Personal information
- Born: May 2, 1988 (age 38) Fort Worth, Texas, U.S.
- Listed height: 6 ft 6 in (1.98 m)
- Listed weight: 310 lb (141 kg)

Career information
- High school: North Crowley (Fort Worth)
- College: Miami (FL)
- NFL draft: 2010: 4th round, 128th overall pick

Career history
- Detroit Lions (2010–2013); Miami Dolphins (2014–2015);

Awards and highlights
- First-team All-ACC (2009);

Career NFL statistics
- Games played: 37
- Games started: 16
- Stats at Pro Football Reference

= Jason Fox (American football) =

American football player (born 1988)

Jason Curtis Fox (born May 2, 1988) is an American former professional football player who was an offensive tackle for the Detroit Lions and Miami Dolphins of the National Football League (NFL). He played college football for the Miami Hurricanes, and was selected by the Lions in the fourth round of the 2010 NFL draft.

==Early life==
Fox was born and raised in Fort Worth, Texas. Miami former offensive line coach Mario Cristobal recruited him. At North Crowley High School, he played tight end during his junior year, moving to the offensive line as a senior. He was rated by Scout.com and Rivals.com as a four-star recruit.

==College career==
Fox decided between the University of Miami and many Big 12 schools before deciding that he wanted to go play for the 'U', where he started at right tackle as a true freshman in the season opener against Florida State and became the starting left tackle midway through the season and held on to it for the remainder of his time at Miami.

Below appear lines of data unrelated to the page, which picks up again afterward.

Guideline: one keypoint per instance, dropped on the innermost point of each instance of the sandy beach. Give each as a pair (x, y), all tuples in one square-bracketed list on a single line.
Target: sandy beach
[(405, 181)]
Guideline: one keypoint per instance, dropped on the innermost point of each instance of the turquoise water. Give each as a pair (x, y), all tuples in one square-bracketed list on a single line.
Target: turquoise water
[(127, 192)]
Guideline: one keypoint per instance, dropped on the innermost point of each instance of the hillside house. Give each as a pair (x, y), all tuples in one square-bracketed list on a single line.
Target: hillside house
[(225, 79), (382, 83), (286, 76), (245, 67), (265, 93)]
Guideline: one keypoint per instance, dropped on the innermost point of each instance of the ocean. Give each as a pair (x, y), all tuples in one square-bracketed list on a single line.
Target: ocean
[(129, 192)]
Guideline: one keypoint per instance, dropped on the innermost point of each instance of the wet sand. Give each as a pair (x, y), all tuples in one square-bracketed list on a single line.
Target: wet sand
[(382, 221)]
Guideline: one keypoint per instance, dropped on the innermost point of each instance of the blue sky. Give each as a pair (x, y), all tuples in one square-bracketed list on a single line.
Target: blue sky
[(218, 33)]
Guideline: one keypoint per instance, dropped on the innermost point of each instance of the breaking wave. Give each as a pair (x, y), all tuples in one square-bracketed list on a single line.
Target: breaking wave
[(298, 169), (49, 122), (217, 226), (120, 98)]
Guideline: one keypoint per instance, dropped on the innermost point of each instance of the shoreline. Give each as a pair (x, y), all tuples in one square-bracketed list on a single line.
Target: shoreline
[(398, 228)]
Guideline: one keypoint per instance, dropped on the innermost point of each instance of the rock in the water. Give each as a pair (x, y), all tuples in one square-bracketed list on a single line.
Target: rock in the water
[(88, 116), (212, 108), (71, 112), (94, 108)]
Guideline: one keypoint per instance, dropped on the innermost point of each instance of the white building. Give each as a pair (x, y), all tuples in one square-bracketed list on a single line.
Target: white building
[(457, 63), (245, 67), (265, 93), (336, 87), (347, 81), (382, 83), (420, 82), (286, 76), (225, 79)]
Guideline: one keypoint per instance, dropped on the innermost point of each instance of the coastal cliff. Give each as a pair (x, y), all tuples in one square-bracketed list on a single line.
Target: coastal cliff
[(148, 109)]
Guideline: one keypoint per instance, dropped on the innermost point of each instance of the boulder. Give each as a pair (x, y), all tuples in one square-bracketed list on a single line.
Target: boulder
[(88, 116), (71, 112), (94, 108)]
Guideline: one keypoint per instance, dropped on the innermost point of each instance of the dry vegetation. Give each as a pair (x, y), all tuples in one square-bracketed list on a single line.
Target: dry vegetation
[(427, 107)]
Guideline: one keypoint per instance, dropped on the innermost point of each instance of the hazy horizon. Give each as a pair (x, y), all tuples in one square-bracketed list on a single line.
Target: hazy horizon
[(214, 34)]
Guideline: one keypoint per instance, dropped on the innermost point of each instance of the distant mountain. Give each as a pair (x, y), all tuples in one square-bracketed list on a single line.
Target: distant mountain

Fox started 47 games for the Hurricanes, two away from breaking the school start mark by an offensive lineman set by Richard Mercier and Mike Sullivan (48) and three away from tying the mark regardless of position by William Joseph.

Before the start of Fox' senior year, he was selected to his first Preseason All-ACC Team.

While at the University of Miami, Fox was a member of the Pi Kappa Alpha fraternity.

==Professional career==

===Detroit Lions===
Fox was seen as a developmental tackle to be groomed by long-time Detroit Lions starting left tackle Jeff Backus but saw little action due to injuries. In 2011, Fox was inactive through the first eight games, then was placed on injured reserve, ending his season. He played in one game in the 2012 season. In 2013, he won the starting position of right tackle taking over for the departed Gosder Cherilus. Fox started in only three games, though he played in eight.

===Miami Dolphins===
On April 2, 2014, Fox signed a one-year contract with the Miami Dolphins.

===Post-playing career===
After retiring from the NFL, Fox became the founder and CEO of the social listening app, 'EarBuds'.